Я достала из сумки ручку с блокнотом и попыталась написать в темноте записку, что не могу больше сторожить байдарку, но тут услышала приближающийся топот. Шаги становились громче, и подле меня приземлился Валя – задыхающийся, в рваной и грязной рубахе. Он пробежал по полям много километров, спасаясь от дикой собаки. «Должно быть, он из тех мужчин, которые любят женщин», – помнится, подумала я.
На другой день он отвез меня обратно в лагерь, сделав остановку у тайского консульства забрать визу: завтра он уезжал на математическую конференцию. Попрощавшись, я побродила еще пару часов по нашему историческому городку, осматривая сербские кладбища и церкви. Но нужно было возвращаться в лагерь. У ворот меня встретила учительница английского, следом шел забинтованный чемпион по ногам.
– Ты… болталась без дела, – укоризненно произнесла она.
– У тебя крутая прическа, – сказал Габор.

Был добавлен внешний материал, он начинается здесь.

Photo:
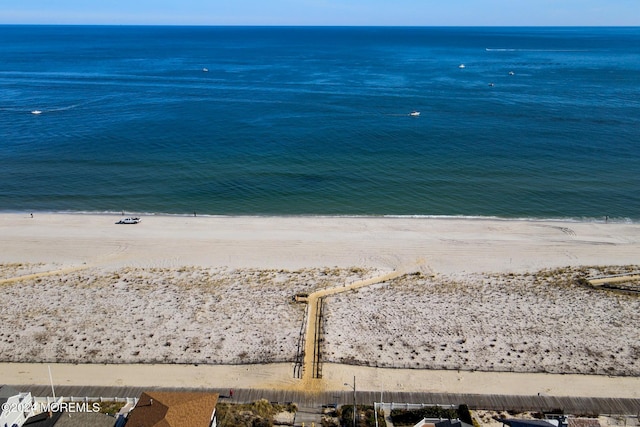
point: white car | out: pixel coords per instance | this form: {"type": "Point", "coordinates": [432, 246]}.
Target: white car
{"type": "Point", "coordinates": [129, 221]}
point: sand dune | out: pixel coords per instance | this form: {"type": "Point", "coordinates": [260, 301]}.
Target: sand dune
{"type": "Point", "coordinates": [479, 295]}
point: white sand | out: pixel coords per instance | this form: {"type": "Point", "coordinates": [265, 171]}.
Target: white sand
{"type": "Point", "coordinates": [218, 290]}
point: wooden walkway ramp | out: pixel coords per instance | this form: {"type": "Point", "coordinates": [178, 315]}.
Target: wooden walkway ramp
{"type": "Point", "coordinates": [569, 405]}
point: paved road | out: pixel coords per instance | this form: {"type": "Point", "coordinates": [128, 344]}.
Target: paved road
{"type": "Point", "coordinates": [314, 401]}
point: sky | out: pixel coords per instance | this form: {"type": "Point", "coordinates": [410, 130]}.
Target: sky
{"type": "Point", "coordinates": [324, 12]}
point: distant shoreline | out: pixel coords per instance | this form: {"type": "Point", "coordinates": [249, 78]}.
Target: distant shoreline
{"type": "Point", "coordinates": [604, 219]}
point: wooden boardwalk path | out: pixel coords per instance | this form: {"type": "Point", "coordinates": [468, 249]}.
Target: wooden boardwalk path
{"type": "Point", "coordinates": [569, 405]}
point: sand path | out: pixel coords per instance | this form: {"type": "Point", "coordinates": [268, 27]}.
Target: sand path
{"type": "Point", "coordinates": [312, 348]}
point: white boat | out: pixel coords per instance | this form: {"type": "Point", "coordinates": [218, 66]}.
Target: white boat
{"type": "Point", "coordinates": [129, 221]}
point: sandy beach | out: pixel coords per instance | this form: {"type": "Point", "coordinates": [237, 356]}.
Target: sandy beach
{"type": "Point", "coordinates": [471, 297]}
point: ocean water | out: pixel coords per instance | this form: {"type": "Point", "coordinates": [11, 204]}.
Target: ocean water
{"type": "Point", "coordinates": [540, 122]}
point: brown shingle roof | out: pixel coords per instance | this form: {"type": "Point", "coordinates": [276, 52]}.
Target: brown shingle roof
{"type": "Point", "coordinates": [173, 409]}
{"type": "Point", "coordinates": [583, 422]}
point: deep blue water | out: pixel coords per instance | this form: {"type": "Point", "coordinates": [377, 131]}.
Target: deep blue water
{"type": "Point", "coordinates": [314, 121]}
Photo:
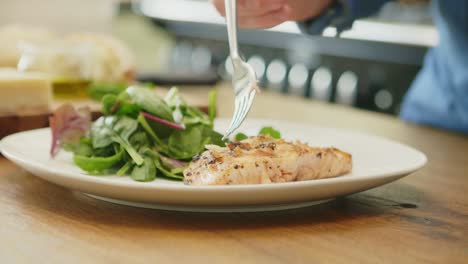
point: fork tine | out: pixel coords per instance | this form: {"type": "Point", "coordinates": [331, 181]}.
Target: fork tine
{"type": "Point", "coordinates": [241, 112]}
{"type": "Point", "coordinates": [237, 105]}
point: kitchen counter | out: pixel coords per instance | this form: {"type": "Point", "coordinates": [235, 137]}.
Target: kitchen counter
{"type": "Point", "coordinates": [422, 218]}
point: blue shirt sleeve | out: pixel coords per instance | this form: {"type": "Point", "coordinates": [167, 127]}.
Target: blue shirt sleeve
{"type": "Point", "coordinates": [341, 15]}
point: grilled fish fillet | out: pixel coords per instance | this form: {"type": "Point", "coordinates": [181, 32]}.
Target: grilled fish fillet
{"type": "Point", "coordinates": [264, 159]}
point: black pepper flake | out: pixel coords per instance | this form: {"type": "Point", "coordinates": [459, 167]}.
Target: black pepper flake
{"type": "Point", "coordinates": [196, 157]}
{"type": "Point", "coordinates": [233, 145]}
{"type": "Point", "coordinates": [272, 145]}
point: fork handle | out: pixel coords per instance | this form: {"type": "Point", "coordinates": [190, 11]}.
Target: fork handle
{"type": "Point", "coordinates": [231, 21]}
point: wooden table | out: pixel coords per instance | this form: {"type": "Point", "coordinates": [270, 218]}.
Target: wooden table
{"type": "Point", "coordinates": [422, 218]}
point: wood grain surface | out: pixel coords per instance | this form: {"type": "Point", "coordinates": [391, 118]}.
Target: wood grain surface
{"type": "Point", "coordinates": [422, 218]}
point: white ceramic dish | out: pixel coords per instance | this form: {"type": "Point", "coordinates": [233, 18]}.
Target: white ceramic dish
{"type": "Point", "coordinates": [376, 161]}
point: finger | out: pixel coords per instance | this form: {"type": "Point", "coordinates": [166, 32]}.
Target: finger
{"type": "Point", "coordinates": [268, 20]}
{"type": "Point", "coordinates": [246, 8]}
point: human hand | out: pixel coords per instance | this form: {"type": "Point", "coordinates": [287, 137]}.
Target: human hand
{"type": "Point", "coordinates": [269, 13]}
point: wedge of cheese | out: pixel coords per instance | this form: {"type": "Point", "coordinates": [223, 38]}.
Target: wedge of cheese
{"type": "Point", "coordinates": [24, 92]}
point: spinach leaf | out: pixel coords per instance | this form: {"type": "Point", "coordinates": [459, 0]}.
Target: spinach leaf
{"type": "Point", "coordinates": [149, 101]}
{"type": "Point", "coordinates": [108, 102]}
{"type": "Point", "coordinates": [98, 164]}
{"type": "Point", "coordinates": [144, 124]}
{"type": "Point", "coordinates": [115, 129]}
{"type": "Point", "coordinates": [270, 131]}
{"type": "Point", "coordinates": [139, 139]}
{"type": "Point", "coordinates": [157, 162]}
{"type": "Point", "coordinates": [126, 167]}
{"type": "Point", "coordinates": [101, 131]}
{"type": "Point", "coordinates": [83, 147]}
{"type": "Point", "coordinates": [241, 136]}
{"type": "Point", "coordinates": [212, 106]}
{"type": "Point", "coordinates": [186, 144]}
{"type": "Point", "coordinates": [144, 172]}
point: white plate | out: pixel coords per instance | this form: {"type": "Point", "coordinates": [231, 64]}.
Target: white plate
{"type": "Point", "coordinates": [376, 161]}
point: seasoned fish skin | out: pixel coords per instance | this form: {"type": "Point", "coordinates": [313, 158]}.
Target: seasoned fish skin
{"type": "Point", "coordinates": [263, 159]}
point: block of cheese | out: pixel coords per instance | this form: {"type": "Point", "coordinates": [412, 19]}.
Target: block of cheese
{"type": "Point", "coordinates": [24, 92]}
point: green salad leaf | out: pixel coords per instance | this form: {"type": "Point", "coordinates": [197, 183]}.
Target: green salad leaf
{"type": "Point", "coordinates": [143, 135]}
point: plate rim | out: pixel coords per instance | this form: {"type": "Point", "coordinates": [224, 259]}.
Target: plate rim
{"type": "Point", "coordinates": [103, 180]}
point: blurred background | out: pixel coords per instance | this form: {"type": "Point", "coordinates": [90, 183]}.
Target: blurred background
{"type": "Point", "coordinates": [184, 42]}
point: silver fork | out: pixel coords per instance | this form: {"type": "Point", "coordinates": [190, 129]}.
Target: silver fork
{"type": "Point", "coordinates": [244, 80]}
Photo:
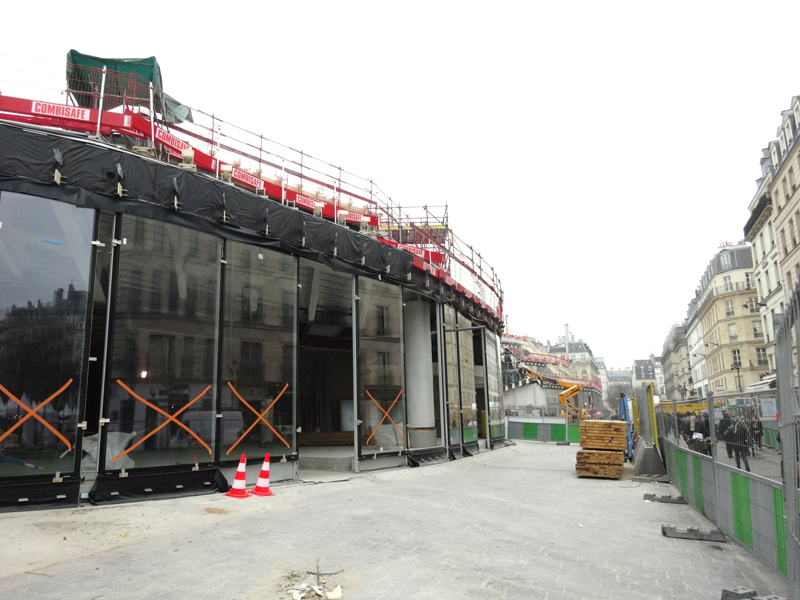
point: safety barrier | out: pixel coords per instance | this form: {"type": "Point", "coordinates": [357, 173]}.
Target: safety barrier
{"type": "Point", "coordinates": [519, 429]}
{"type": "Point", "coordinates": [744, 506]}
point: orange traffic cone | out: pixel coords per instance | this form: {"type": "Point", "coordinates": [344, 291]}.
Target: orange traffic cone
{"type": "Point", "coordinates": [238, 489]}
{"type": "Point", "coordinates": [262, 485]}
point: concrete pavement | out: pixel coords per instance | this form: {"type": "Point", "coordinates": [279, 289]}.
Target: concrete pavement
{"type": "Point", "coordinates": [513, 523]}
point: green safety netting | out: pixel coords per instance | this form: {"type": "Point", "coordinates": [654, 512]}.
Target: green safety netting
{"type": "Point", "coordinates": [127, 82]}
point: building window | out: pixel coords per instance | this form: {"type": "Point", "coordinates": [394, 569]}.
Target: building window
{"type": "Point", "coordinates": [758, 332]}
{"type": "Point", "coordinates": [382, 313]}
{"type": "Point", "coordinates": [155, 291]}
{"type": "Point", "coordinates": [761, 354]}
{"type": "Point", "coordinates": [727, 282]}
{"type": "Point", "coordinates": [173, 298]}
{"type": "Point", "coordinates": [252, 364]}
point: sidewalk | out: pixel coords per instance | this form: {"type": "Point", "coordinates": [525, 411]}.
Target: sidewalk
{"type": "Point", "coordinates": [513, 523]}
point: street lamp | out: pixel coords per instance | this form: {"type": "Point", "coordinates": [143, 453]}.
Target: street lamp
{"type": "Point", "coordinates": [735, 367]}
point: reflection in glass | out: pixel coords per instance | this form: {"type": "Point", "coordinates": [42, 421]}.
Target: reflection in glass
{"type": "Point", "coordinates": [467, 374]}
{"type": "Point", "coordinates": [258, 358]}
{"type": "Point", "coordinates": [380, 353]}
{"type": "Point", "coordinates": [451, 371]}
{"type": "Point", "coordinates": [326, 405]}
{"type": "Point", "coordinates": [497, 429]}
{"type": "Point", "coordinates": [44, 281]}
{"type": "Point", "coordinates": [162, 378]}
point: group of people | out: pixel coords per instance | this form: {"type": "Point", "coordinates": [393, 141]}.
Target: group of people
{"type": "Point", "coordinates": [740, 434]}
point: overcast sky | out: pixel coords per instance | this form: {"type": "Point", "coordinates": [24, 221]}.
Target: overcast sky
{"type": "Point", "coordinates": [596, 153]}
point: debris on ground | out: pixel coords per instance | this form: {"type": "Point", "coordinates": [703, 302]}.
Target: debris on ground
{"type": "Point", "coordinates": [336, 594]}
{"type": "Point", "coordinates": [326, 587]}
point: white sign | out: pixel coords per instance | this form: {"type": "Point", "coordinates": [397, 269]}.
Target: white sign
{"type": "Point", "coordinates": [247, 179]}
{"type": "Point", "coordinates": [61, 110]}
{"type": "Point", "coordinates": [170, 140]}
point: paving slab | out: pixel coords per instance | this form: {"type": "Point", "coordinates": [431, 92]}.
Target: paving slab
{"type": "Point", "coordinates": [513, 523]}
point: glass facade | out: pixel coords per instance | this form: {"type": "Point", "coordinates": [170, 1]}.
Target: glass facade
{"type": "Point", "coordinates": [258, 352]}
{"type": "Point", "coordinates": [44, 291]}
{"type": "Point", "coordinates": [193, 349]}
{"type": "Point", "coordinates": [467, 369]}
{"type": "Point", "coordinates": [326, 406]}
{"type": "Point", "coordinates": [382, 406]}
{"type": "Point", "coordinates": [493, 383]}
{"type": "Point", "coordinates": [161, 391]}
{"type": "Point", "coordinates": [452, 375]}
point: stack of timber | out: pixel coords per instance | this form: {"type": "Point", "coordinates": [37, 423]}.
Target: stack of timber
{"type": "Point", "coordinates": [603, 444]}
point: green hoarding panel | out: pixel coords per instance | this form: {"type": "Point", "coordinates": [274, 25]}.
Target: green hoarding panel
{"type": "Point", "coordinates": [742, 517]}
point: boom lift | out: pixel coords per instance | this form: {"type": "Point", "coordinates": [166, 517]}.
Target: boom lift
{"type": "Point", "coordinates": [570, 391]}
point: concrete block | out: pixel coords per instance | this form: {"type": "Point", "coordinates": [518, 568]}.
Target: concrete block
{"type": "Point", "coordinates": [738, 593]}
{"type": "Point", "coordinates": [693, 533]}
{"type": "Point", "coordinates": [665, 498]}
{"type": "Point", "coordinates": [647, 460]}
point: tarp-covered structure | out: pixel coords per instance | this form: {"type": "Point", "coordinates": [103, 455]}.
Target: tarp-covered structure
{"type": "Point", "coordinates": [127, 84]}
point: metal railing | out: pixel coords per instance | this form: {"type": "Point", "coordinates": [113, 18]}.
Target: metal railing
{"type": "Point", "coordinates": [425, 227]}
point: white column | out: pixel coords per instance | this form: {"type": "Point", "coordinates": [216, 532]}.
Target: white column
{"type": "Point", "coordinates": [419, 374]}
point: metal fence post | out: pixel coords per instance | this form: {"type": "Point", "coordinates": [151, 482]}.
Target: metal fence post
{"type": "Point", "coordinates": [782, 331]}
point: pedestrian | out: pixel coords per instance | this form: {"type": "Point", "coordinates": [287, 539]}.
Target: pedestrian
{"type": "Point", "coordinates": [687, 430]}
{"type": "Point", "coordinates": [741, 442]}
{"type": "Point", "coordinates": [725, 432]}
{"type": "Point", "coordinates": [758, 431]}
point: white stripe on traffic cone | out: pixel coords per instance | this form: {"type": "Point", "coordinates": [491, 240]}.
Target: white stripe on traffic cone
{"type": "Point", "coordinates": [262, 485]}
{"type": "Point", "coordinates": [239, 482]}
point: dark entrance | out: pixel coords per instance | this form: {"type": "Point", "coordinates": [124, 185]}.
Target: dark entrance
{"type": "Point", "coordinates": [325, 412]}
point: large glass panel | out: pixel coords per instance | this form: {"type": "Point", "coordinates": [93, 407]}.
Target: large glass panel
{"type": "Point", "coordinates": [161, 402]}
{"type": "Point", "coordinates": [326, 405]}
{"type": "Point", "coordinates": [493, 389]}
{"type": "Point", "coordinates": [451, 372]}
{"type": "Point", "coordinates": [380, 356]}
{"type": "Point", "coordinates": [44, 281]}
{"type": "Point", "coordinates": [258, 352]}
{"type": "Point", "coordinates": [421, 358]}
{"type": "Point", "coordinates": [468, 389]}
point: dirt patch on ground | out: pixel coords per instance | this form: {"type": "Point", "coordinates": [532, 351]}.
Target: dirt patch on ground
{"type": "Point", "coordinates": [215, 511]}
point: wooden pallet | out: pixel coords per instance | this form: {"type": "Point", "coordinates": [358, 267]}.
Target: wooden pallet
{"type": "Point", "coordinates": [604, 471]}
{"type": "Point", "coordinates": [598, 463]}
{"type": "Point", "coordinates": [604, 435]}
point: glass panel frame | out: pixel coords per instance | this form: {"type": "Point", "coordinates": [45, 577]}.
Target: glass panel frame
{"type": "Point", "coordinates": [161, 390]}
{"type": "Point", "coordinates": [494, 387]}
{"type": "Point", "coordinates": [452, 378]}
{"type": "Point", "coordinates": [46, 244]}
{"type": "Point", "coordinates": [381, 368]}
{"type": "Point", "coordinates": [259, 353]}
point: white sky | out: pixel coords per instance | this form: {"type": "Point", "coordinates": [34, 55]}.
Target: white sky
{"type": "Point", "coordinates": [596, 153]}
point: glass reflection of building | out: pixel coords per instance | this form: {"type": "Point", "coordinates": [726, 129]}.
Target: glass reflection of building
{"type": "Point", "coordinates": [43, 309]}
{"type": "Point", "coordinates": [202, 348]}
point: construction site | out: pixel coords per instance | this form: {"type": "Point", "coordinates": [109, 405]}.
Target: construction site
{"type": "Point", "coordinates": [178, 291]}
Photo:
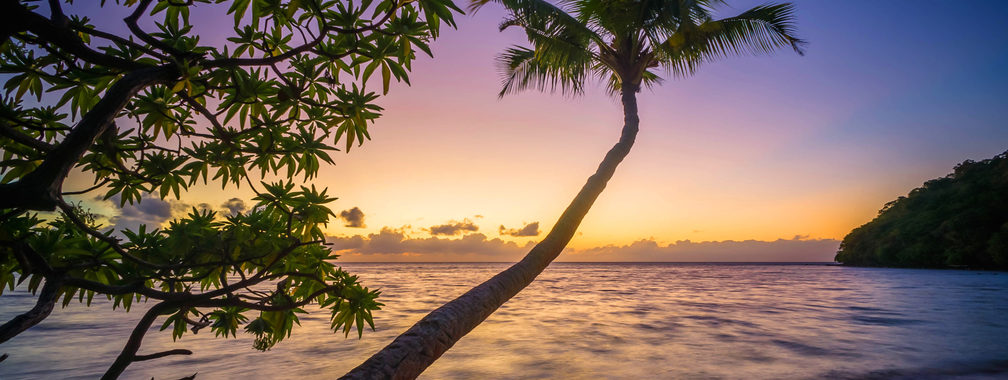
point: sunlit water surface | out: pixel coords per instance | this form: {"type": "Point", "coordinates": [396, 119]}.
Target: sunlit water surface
{"type": "Point", "coordinates": [597, 321]}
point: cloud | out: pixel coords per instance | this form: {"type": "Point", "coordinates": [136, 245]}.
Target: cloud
{"type": "Point", "coordinates": [151, 212]}
{"type": "Point", "coordinates": [797, 249]}
{"type": "Point", "coordinates": [234, 206]}
{"type": "Point", "coordinates": [531, 229]}
{"type": "Point", "coordinates": [154, 212]}
{"type": "Point", "coordinates": [395, 245]}
{"type": "Point", "coordinates": [354, 218]}
{"type": "Point", "coordinates": [454, 228]}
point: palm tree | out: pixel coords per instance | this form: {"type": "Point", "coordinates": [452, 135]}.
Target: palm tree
{"type": "Point", "coordinates": [621, 42]}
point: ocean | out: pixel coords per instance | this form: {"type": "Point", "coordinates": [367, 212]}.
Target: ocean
{"type": "Point", "coordinates": [589, 321]}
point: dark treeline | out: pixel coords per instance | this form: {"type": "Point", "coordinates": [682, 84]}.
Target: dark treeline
{"type": "Point", "coordinates": [957, 221]}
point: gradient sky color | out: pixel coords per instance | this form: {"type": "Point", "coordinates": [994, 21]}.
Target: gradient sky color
{"type": "Point", "coordinates": [890, 94]}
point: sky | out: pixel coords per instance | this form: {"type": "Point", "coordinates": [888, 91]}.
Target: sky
{"type": "Point", "coordinates": [754, 158]}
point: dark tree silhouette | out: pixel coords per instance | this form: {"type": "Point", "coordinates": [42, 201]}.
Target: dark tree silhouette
{"type": "Point", "coordinates": [156, 111]}
{"type": "Point", "coordinates": [617, 41]}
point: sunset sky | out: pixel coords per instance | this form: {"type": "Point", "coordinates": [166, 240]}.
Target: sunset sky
{"type": "Point", "coordinates": [787, 152]}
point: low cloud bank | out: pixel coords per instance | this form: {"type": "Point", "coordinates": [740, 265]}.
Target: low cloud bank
{"type": "Point", "coordinates": [354, 218]}
{"type": "Point", "coordinates": [396, 245]}
{"type": "Point", "coordinates": [454, 228]}
{"type": "Point", "coordinates": [531, 229]}
{"type": "Point", "coordinates": [797, 249]}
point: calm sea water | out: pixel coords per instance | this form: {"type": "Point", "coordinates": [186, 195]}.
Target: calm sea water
{"type": "Point", "coordinates": [599, 321]}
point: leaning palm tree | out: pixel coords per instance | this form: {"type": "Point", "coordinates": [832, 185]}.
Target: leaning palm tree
{"type": "Point", "coordinates": [620, 42]}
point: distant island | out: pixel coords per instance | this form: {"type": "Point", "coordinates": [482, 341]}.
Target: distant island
{"type": "Point", "coordinates": [960, 221]}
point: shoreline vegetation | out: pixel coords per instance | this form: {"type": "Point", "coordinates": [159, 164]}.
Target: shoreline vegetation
{"type": "Point", "coordinates": [956, 222]}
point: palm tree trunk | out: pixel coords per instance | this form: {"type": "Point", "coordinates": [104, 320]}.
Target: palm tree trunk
{"type": "Point", "coordinates": [417, 348]}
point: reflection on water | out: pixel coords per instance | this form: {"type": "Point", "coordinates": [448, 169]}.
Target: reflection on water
{"type": "Point", "coordinates": [591, 321]}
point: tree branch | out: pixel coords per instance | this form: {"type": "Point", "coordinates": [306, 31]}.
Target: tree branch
{"type": "Point", "coordinates": [24, 19]}
{"type": "Point", "coordinates": [46, 299]}
{"type": "Point", "coordinates": [40, 190]}
{"type": "Point", "coordinates": [140, 358]}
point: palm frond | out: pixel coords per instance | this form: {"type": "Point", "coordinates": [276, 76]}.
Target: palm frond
{"type": "Point", "coordinates": [523, 70]}
{"type": "Point", "coordinates": [760, 30]}
{"type": "Point", "coordinates": [541, 15]}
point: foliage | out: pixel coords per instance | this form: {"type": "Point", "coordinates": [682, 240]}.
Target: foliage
{"type": "Point", "coordinates": [150, 109]}
{"type": "Point", "coordinates": [619, 42]}
{"type": "Point", "coordinates": [623, 41]}
{"type": "Point", "coordinates": [957, 221]}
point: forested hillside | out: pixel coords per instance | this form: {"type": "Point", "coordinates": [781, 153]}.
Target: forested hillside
{"type": "Point", "coordinates": [957, 221]}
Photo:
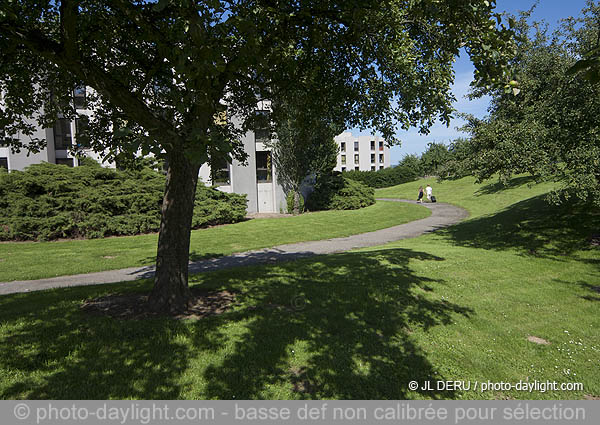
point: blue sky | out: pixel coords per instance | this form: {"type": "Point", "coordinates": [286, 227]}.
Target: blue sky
{"type": "Point", "coordinates": [412, 142]}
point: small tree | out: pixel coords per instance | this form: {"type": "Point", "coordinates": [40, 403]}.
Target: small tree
{"type": "Point", "coordinates": [304, 145]}
{"type": "Point", "coordinates": [548, 127]}
{"type": "Point", "coordinates": [434, 158]}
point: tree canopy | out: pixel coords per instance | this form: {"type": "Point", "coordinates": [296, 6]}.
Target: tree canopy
{"type": "Point", "coordinates": [181, 78]}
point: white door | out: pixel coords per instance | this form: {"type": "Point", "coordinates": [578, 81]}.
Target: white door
{"type": "Point", "coordinates": [265, 198]}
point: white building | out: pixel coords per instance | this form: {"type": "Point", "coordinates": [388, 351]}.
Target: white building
{"type": "Point", "coordinates": [364, 153]}
{"type": "Point", "coordinates": [257, 179]}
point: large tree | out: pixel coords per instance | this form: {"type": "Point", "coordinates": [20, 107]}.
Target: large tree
{"type": "Point", "coordinates": [173, 77]}
{"type": "Point", "coordinates": [304, 144]}
{"type": "Point", "coordinates": [546, 122]}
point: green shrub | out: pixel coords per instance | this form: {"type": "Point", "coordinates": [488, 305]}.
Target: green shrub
{"type": "Point", "coordinates": [383, 178]}
{"type": "Point", "coordinates": [335, 192]}
{"type": "Point", "coordinates": [48, 201]}
{"type": "Point", "coordinates": [290, 202]}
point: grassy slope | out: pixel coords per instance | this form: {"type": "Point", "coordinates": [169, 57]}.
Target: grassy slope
{"type": "Point", "coordinates": [36, 260]}
{"type": "Point", "coordinates": [454, 305]}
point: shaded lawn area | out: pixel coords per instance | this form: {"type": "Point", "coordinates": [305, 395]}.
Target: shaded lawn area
{"type": "Point", "coordinates": [358, 325]}
{"type": "Point", "coordinates": [36, 260]}
{"type": "Point", "coordinates": [458, 304]}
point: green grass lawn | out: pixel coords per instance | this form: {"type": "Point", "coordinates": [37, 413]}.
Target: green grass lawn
{"type": "Point", "coordinates": [458, 304]}
{"type": "Point", "coordinates": [36, 260]}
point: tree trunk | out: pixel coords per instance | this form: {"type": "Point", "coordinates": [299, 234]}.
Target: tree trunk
{"type": "Point", "coordinates": [171, 293]}
{"type": "Point", "coordinates": [296, 202]}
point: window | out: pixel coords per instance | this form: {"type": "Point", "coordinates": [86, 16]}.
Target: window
{"type": "Point", "coordinates": [262, 127]}
{"type": "Point", "coordinates": [62, 134]}
{"type": "Point", "coordinates": [65, 161]}
{"type": "Point", "coordinates": [263, 167]}
{"type": "Point", "coordinates": [219, 172]}
{"type": "Point", "coordinates": [79, 97]}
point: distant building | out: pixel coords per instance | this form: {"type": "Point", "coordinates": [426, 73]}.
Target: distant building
{"type": "Point", "coordinates": [364, 153]}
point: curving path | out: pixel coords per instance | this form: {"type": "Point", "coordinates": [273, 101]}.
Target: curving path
{"type": "Point", "coordinates": [442, 215]}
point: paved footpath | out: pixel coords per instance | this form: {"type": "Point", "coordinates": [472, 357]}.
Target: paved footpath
{"type": "Point", "coordinates": [442, 215]}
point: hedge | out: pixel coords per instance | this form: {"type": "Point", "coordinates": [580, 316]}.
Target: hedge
{"type": "Point", "coordinates": [48, 201]}
{"type": "Point", "coordinates": [336, 192]}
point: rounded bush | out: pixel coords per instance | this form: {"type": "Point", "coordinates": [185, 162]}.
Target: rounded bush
{"type": "Point", "coordinates": [48, 201]}
{"type": "Point", "coordinates": [290, 202]}
{"type": "Point", "coordinates": [335, 192]}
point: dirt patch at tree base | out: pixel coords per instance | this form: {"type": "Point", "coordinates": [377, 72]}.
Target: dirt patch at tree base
{"type": "Point", "coordinates": [135, 306]}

– Вовсе нет! – отрезала англичанка.
Сегодня мне все это кажется типичным ходом вещей – так бывает всегда, когда пытаешься проследить жизнь. События и места следуют одно за другим, словно пункты в списке покупок. Некоторые части опыта могут оказаться занимательными и волнующими, однако в своем натуральном виде они точно не годятся для хорошей книги.
Когда я осенью вернулась на учёбу, мне больше не хотелось никакой лингвистики: она меня разочаровала, она ничего не объяснила мне ни о языке, ни о его смыслах. Но я продолжала учить русский. Казалось, русский – единственное место, где можно найти объяснения тому, что со мной произошло. Даже записалась на ускоренные занятия. Через два года – за это время я мимоходом прочла всего семь или восемь романов – мне пришлось готовиться к получению степени по литературе: специализация с минимальными требованиями, если не считать фольклор и мифологию.
Из тех немногочисленных теоретических текстов, которые я прочла как студент-филолог, сильное впечатление на меня произвело короткое эссе о «Дон Кихоте» из книги Фуко «Слова и вещи», где высокий, худой, странного вида идальго уподобляется знаку: «С его длинным и тощим силуэтом-буквой он кажется только что сбежавшим с раскрытых страниц книг»[4]. Я тут же прикинула это описание на себя, поскольку «элиф» – на турецком «алиф» или «алеф», первая буква арабского и еврейского алфавитов, – изображается на письме прямой линией. Родители выбрали это имя, поскольку я была необычайно длинным и тощим младенцем: родилась на месяц раньше срока.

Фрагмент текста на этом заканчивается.